Содержание гаспаровской статьи шире ее названия и не исчерпывается толкованием «Стихов о неизвестном солдате» как «агитки». По сути, в статье радикально переосмыслено все позднее творчество Мандельштама. Начиная с «программных «Стансов» 1935 г.», «все его ключевые стихи последних лет это стихи о приятии советской действительности», пишет М. Гаспаров. Фактическую обоснованность этого тезиса даже комментировать не хочется. Напомню лишь ряд лирических шедевров позднего Мандельштама: «Мой щегол, я голову закину...», «Я около Кольцова...», «О, этот медленный, одышливый простор...», «Не сравнивай: живущий несравним...», «Еще не умер я, еще я не один...», «Куда мне деться в этом январе?..», «Еще он помнит башмаков износ...», «Пою, когда гортань сыра, душа суха...», «Разрывы круглых бухт и хрящ и синева...», «Вооруженный зреньем узких ос...», «Я в львиный ров и в крепость погружен...», «Я прошу, как жалости и милости...», «Тайная вечеря», «Заблудился я в небе... Что делать?..», «Чтоб приятель и ветра и капель...», «Флейты греческой тэта и йота...», «Я к губам подношу эту зелень...», «К пустой земле невольно припадая...» (список отнюдь не полный), пусть читатели сами судят, верно ли, что «это стихи о приятии советской действи тельности». Задержусь только на, так сказать, теоретических соображениях М. Гаспарова.

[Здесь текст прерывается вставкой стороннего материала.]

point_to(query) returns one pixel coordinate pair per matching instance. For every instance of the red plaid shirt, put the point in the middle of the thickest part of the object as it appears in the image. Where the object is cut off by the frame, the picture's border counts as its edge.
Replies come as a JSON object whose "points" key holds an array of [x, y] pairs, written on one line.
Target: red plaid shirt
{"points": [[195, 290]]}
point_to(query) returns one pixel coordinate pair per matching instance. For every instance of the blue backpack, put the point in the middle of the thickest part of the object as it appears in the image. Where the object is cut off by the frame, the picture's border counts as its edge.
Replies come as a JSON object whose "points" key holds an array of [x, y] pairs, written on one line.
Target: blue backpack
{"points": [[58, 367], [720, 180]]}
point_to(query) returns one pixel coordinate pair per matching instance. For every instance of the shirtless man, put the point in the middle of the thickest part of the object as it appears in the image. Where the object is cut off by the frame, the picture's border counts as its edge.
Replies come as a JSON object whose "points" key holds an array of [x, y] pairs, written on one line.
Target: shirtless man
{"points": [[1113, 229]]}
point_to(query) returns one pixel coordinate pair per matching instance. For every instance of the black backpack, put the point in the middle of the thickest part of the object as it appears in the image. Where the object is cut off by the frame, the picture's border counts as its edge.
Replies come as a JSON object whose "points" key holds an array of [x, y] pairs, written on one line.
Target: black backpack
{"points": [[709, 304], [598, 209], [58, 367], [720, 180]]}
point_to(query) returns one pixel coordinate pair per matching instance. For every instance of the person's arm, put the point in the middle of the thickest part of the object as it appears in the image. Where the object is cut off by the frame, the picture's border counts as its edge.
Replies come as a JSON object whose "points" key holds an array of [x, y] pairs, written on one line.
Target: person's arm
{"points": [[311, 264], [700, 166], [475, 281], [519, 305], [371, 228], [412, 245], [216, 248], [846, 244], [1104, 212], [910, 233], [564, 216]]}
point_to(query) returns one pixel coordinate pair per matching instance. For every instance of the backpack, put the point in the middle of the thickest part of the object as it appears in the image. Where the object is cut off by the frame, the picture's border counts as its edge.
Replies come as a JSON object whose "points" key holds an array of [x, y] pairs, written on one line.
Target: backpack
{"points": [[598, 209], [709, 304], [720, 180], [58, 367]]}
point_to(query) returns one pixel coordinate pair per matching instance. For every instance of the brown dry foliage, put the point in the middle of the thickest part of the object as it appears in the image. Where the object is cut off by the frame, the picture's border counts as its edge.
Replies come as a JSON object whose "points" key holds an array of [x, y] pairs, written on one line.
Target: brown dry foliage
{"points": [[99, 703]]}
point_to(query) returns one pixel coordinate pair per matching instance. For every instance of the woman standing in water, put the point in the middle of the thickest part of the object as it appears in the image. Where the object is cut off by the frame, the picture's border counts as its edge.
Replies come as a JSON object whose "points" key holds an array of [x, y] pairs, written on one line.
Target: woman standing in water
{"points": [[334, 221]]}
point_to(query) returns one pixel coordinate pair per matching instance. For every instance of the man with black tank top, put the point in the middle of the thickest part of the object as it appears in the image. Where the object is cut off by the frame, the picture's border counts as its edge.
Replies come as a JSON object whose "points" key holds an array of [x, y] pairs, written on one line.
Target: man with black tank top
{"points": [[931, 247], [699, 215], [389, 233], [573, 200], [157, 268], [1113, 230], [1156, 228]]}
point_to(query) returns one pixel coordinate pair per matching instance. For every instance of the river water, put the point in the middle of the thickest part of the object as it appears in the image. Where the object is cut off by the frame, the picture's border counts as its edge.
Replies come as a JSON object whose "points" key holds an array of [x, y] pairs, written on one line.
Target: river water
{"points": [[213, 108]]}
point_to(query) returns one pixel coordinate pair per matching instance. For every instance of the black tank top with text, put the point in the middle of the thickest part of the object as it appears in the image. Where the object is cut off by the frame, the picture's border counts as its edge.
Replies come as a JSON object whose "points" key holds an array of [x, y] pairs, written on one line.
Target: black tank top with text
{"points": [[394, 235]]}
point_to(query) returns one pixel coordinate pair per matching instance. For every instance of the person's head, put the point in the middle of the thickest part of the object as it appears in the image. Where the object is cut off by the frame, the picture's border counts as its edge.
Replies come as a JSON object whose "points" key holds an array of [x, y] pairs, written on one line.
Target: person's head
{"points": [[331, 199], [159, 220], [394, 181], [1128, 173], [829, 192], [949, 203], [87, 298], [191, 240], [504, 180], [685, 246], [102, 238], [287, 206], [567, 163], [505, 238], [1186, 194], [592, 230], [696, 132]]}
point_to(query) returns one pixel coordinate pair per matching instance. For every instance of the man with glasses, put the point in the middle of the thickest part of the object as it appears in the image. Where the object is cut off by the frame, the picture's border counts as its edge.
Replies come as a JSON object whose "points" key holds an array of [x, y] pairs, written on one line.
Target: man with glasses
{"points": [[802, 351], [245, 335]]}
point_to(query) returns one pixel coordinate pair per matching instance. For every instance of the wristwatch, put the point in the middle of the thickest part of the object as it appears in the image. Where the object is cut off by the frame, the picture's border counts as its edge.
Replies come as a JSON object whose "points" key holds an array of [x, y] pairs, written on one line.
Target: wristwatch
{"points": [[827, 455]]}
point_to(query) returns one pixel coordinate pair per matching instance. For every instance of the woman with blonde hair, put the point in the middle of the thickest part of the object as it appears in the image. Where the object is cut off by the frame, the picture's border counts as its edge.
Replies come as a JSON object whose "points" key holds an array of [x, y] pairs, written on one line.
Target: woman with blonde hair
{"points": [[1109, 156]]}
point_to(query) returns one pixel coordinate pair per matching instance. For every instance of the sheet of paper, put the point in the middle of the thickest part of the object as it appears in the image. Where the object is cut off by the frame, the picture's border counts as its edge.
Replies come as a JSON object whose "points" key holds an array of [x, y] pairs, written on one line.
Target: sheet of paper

Он полагает, что «миф о Мандельштаме борце против Сталина» подлежит «демифологизации». Да, Мандельштам в 1933 году написал на Сталина эпиграмму, но он же в 1937 году написал в честь Сталина «Оду». «Историк должен объяснить, как эти два произведения, два образа мыслей совмещались или сменяли друг друга в сознании Мандельштама. А для мифа достаточно объявить, что одно из этих настроений было «настоящим», а другое «ненастоящим», и им можно пренебречь. И конечно, язвительно резюмирует
М. Гаспаров, для современного человека не может быть сомнений, что «настоящим» должен быть Мандельштам эпиграммы, а не оды».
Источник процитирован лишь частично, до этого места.